Notice that analytics and performance metrics are the final item on the list. If the previous articles of the brief go unaddressed, then the likelihood that all resultant measurements will be strategically misaligned in some way is guaranteed.
How reporting software improves agency analytics
It’s possible to run an agency without dedicated software for the client reporting process. But at a certain scale, the effort to gather and report on performance analytics supersedes the value those reports generate.
Marketing reporting software can help agencies streamline data integrations, centralize marketing data, and scale output through report automation.
Improved data integrations
Reporting software equips agencies with the ability to centrally connect, monitor, and maintain their marketing and business intelligence data.
Owning the marketing data warehouse
By connecting to a marketing data warehouse you own, reporting software generates performance reports with updated data sources you trust.
Automating client reports
With the proper blend of process and people, reporting software allows agencies the ability to templetize presentation formats and styles across hundreds of accounts to generate custom reports at scale.
High Quality Presentation-Ready Templates
Most reporting software provides read-to-use templates for presentations, helping agencies reduce the time it takes to measure and report on campaign effectiveness. Here are a few client report examples and templates from NinjaCat.
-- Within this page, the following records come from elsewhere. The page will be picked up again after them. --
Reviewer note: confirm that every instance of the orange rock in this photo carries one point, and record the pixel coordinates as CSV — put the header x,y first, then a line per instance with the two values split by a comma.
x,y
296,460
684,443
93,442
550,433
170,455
Reporting On The Analytics That Matter Most
With a crystal clear marketing brief in hand, a reporting workflow that’s connected to metrics you can trust that generates fast and reliable reports, the final step toward a pain free approach to performance analytics is to establish a framework for how to tell a story with the data.
Here are six factors to help your agency report on the analytics that matter most:
- Have a narrative arch - Effective performance reports are presented as more than just a collection of data points, but rather a selection of metrics that tell a definitive story.
- Display trends & comparisons to provide context - The level of insight or familiarity with analytics can differ drastically within audiences reviewing your report; provide context and perspective wherever possible.
- Normalize data - For technicians that work with data on a daily basis, peaks and valleys can be explained. However, when reporting to stakeholders, it’s preferred if extraneous “noise” is removed from data sets, in order to present a cleaner picture and potentially reveal longer trends.
- Know what decisions need to be made - If you understand the goals and business model of a client, selecting the analytics you include in performance reports will be clear.
- Provide analysis and recommendations - Data alone can’t tell a story. Annotations and recommendations add insight and momentum to reports.
- KISS (Keep It Simple, Stupid) - There can be a thousand data points for the modern advertising campaign, but that doesn’t mean they all have to fit in your dashboard. When in doubt, leave it out. Build performance reports to be understood by others, not to be explained by you.
Pain-Free Performance Analytics for Agencies
A good marketing brief and reliable reporting software and workflows can help in the quest to remove the pain and friction from performance analytics for agencies. But in order to stay pain-free, it’s important to remember that quality output and product is the result of reliable processes and dependable systems.
And getting the reporting workflow nailed down for an agency isn’t just to benefit clients.
When you have control and command over how you present campaign results to clients, you have an opportunity to add value in intangible ways that can establish your reports themselves as a point of distinction and differentiation.